Abstract: Soil water retention and storage capacity are fundamental to understanding water availability within an ecosystem. Both variables are influenced by soil hydraulic properties, which describe the relationship between soil texture and water holding capacity. However, measuring the water holding capacity in the field is challenging, and the spatial variability of soil moisture retention is poorly understood. Soil water retention ensures that plants have seasonal access to water in unsaturated soils, especially during periods of low precipitation. This is particularly important in water-limited systems where transpiration rates have great influence on groundwater-dependent ecosystems. In semi arid, snow dominated watersheds, the importance of transpiration in riparian zones likely varies across the rain-snow transition as water and energy limitations change from cool-wet high elevations to hot-dry low elevations.
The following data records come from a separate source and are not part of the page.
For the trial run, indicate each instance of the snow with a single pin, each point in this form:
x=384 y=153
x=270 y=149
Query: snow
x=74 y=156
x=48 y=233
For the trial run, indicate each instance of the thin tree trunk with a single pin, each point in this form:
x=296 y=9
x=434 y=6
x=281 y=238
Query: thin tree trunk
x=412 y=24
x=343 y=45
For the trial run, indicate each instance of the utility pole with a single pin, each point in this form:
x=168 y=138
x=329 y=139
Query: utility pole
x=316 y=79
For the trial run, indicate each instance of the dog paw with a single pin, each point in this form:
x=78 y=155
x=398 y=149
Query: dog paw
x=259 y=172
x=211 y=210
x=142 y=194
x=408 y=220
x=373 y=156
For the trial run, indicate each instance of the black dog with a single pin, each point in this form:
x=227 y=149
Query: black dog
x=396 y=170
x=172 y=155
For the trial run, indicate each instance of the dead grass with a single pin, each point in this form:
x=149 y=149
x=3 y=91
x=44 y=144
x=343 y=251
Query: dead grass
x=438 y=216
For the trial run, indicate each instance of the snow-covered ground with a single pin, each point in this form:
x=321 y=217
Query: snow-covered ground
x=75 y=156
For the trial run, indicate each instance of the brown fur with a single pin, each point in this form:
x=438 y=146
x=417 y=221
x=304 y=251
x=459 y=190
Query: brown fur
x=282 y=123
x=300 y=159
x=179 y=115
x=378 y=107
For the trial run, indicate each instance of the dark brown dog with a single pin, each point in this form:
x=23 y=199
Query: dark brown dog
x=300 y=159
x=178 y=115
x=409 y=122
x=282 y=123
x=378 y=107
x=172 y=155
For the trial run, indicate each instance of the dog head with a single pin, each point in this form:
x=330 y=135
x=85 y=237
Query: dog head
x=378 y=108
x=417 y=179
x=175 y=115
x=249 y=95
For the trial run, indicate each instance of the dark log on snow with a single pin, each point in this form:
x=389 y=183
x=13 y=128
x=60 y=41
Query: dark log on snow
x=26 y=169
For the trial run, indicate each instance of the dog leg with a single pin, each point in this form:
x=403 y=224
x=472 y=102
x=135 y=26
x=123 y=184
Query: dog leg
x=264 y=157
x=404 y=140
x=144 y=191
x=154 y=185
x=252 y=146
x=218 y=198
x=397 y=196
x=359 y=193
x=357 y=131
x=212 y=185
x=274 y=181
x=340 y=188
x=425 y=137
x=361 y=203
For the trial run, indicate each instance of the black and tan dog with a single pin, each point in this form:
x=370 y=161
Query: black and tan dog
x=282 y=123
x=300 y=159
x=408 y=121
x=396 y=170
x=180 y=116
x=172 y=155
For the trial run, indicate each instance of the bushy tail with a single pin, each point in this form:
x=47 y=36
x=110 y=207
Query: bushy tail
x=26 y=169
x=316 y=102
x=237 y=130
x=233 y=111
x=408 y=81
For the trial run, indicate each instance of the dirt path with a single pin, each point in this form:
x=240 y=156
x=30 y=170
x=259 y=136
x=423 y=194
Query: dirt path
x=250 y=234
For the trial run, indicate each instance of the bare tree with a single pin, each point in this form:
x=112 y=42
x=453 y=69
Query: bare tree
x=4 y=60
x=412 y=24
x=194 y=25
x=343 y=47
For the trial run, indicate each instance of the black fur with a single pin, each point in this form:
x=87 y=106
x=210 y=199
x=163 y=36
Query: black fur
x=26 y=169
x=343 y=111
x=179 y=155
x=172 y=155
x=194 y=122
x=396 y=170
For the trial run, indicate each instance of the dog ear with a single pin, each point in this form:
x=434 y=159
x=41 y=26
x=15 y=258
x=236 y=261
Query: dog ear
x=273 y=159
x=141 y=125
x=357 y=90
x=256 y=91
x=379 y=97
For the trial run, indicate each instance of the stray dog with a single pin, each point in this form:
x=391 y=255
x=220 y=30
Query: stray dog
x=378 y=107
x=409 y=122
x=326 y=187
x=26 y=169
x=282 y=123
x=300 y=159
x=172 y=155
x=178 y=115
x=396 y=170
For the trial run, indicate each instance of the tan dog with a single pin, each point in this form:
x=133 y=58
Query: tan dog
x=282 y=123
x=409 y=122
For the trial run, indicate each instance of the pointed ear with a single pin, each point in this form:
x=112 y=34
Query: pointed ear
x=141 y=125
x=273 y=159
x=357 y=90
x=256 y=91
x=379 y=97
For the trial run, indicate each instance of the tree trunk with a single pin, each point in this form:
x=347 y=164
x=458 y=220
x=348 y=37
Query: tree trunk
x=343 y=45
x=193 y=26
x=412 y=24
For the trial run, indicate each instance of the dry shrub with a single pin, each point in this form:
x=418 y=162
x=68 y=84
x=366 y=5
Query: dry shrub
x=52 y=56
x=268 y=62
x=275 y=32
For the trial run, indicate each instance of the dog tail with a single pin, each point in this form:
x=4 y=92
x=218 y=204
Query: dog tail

The goal of this research is to model the vertical distribution of plant water uptake across a rain-snow transition zone using soil hydraulic properties. We hypothesize that transpiration rates in deep soil profiles play a crucial role in vegetation survival during dry seasons by providing essential moisture to support plant growth in shallow soil depths within a semi-arid environment. This hypothesis will be tested by simulating soil water movement in riparian zones in low, mid, and high elevation sites with a commonly used Richards equation solver, Hydrus-1D. The model will be parameterized using field measurements of soil hydraulic properties. Soil cores were collected by investigators during the summer of 2024 from three depths at both riparian zone and hillslope sites across three distinct locations. The samples will be processed using multiple instruments to construct soil moisture curves, which will be integrated into Hydrus-1D modeling.

Advisor: James McNamara

Committee: Qifei Niu and Alejandro Flores